RAG pipeline for enterprise knowledge grounding
To address hallucination on domain-specific content, I designed a RAG (Retrieval-Augmented Generation) pipeline that grounded model responses in the client's verified knowledge base. Incoming queries were vectorised, matched against the knowledge store, and the retrieved context was injected into the model prompt before generation. This dramatically improved factual accuracy for domain-specific queries.

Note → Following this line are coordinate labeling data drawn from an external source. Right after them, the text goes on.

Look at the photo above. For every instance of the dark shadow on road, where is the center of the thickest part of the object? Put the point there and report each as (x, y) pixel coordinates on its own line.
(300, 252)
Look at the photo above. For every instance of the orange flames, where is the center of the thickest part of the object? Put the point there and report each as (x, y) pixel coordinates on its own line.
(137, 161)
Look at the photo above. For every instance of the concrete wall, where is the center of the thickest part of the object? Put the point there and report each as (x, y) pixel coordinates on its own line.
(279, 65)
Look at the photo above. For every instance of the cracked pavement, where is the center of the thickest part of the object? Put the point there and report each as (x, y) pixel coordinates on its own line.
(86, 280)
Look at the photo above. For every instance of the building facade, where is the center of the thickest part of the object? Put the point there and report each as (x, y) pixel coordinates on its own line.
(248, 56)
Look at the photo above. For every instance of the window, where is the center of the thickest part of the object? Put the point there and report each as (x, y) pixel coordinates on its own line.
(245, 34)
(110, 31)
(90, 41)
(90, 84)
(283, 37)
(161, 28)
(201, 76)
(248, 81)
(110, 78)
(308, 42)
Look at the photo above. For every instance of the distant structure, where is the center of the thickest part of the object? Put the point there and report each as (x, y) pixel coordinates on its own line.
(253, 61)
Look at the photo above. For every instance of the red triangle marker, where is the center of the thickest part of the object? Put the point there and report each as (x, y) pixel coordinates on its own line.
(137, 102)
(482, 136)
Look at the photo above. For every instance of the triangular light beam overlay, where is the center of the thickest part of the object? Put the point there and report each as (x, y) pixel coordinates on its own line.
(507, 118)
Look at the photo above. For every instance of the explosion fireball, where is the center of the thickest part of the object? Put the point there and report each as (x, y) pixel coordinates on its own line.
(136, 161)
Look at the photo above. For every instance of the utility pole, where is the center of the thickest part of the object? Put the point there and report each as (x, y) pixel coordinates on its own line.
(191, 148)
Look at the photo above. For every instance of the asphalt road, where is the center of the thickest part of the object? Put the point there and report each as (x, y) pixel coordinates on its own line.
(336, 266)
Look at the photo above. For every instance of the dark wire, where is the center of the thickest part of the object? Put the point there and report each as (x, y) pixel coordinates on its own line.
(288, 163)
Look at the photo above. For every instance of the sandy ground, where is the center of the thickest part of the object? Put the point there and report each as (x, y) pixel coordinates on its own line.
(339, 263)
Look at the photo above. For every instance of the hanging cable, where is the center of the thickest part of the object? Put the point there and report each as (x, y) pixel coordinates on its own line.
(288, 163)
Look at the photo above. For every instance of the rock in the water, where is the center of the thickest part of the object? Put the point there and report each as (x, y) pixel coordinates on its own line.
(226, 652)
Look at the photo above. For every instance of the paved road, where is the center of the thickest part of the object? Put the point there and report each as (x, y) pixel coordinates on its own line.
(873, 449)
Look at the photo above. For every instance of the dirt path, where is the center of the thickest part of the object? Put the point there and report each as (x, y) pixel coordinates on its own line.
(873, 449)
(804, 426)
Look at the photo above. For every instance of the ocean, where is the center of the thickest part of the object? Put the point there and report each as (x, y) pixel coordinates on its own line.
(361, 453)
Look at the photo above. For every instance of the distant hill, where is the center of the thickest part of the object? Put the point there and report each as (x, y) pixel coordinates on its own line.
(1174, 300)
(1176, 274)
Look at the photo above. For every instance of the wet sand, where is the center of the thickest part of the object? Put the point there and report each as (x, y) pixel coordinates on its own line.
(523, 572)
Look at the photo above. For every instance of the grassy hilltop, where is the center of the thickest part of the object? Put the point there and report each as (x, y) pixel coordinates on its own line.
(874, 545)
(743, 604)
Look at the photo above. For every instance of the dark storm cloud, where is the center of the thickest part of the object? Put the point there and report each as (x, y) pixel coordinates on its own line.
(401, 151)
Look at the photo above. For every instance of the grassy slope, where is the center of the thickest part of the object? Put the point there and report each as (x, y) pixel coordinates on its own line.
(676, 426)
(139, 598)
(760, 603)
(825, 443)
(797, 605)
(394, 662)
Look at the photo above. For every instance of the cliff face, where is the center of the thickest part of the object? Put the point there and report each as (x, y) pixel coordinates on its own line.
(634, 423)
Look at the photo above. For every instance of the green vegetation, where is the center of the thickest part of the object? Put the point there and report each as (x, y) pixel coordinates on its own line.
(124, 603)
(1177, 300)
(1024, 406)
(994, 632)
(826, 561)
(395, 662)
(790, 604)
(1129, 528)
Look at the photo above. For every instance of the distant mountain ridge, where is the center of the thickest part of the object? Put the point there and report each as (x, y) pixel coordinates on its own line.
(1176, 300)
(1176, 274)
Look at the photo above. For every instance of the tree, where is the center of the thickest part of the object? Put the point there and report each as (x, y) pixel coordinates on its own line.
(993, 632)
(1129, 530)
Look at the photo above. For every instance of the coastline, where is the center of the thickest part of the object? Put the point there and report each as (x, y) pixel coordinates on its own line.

Dual-channel resolution model
The platform distinguished between AI-resolvable queries and queries requiring human verification using a confidence scoring system. High-confidence queries received AI-generated responses directly. Low-confidence queries were flagged and routed to a human review queue, with the AI-generated draft surfaced as a starting point for the reviewer. This hybrid model delivered the speed of AI with the reliability of human oversight where it mattered.
Impact & outcomes
What we delivered.
Production-ready MVP delivered on schedule
Full product delivered from zero — team, architecture, product, and deployment — within the committed timeline. C-suite validation and sign-off achieved at the first review session.
100% sprint delivery consistency
Rigorous scope control, daily standups, and milestone tracking achieved perfect sprint delivery throughout the engagement. Not a single sprint closed with unresolved blockers.
Multi-model routing reduced LLM cost significantly
Routing cost-appropriate models to each query type reduced per-query LLM API cost while maintaining or improving accuracy on high-stakes queries — routing premium models only where they were needed.
Dual-channel resolution improved enterprise query outcomes
The hybrid AI/human resolution model measurably improved resolution accuracy for complex, domain-specific enterprise queries compared to a pure AI approach.
Tools & technologies
Lessons learned
What this taught me.
In GenAI product delivery, the hardest problems are not the AI problems — they are the product problems. What should the system do when it is not sure? How does it fail gracefully? How does it earn user trust over time?
Multi-model routing is not a premature optimisation — it is a product architecture decision that has significant downstream implications for cost, quality, and maintainability. Make it early.
The best way to build a GenAI team quickly is to hire for first-principles reasoning ability, not just current LLM framework knowledge. The frameworks change every six months. The thinking ability does not.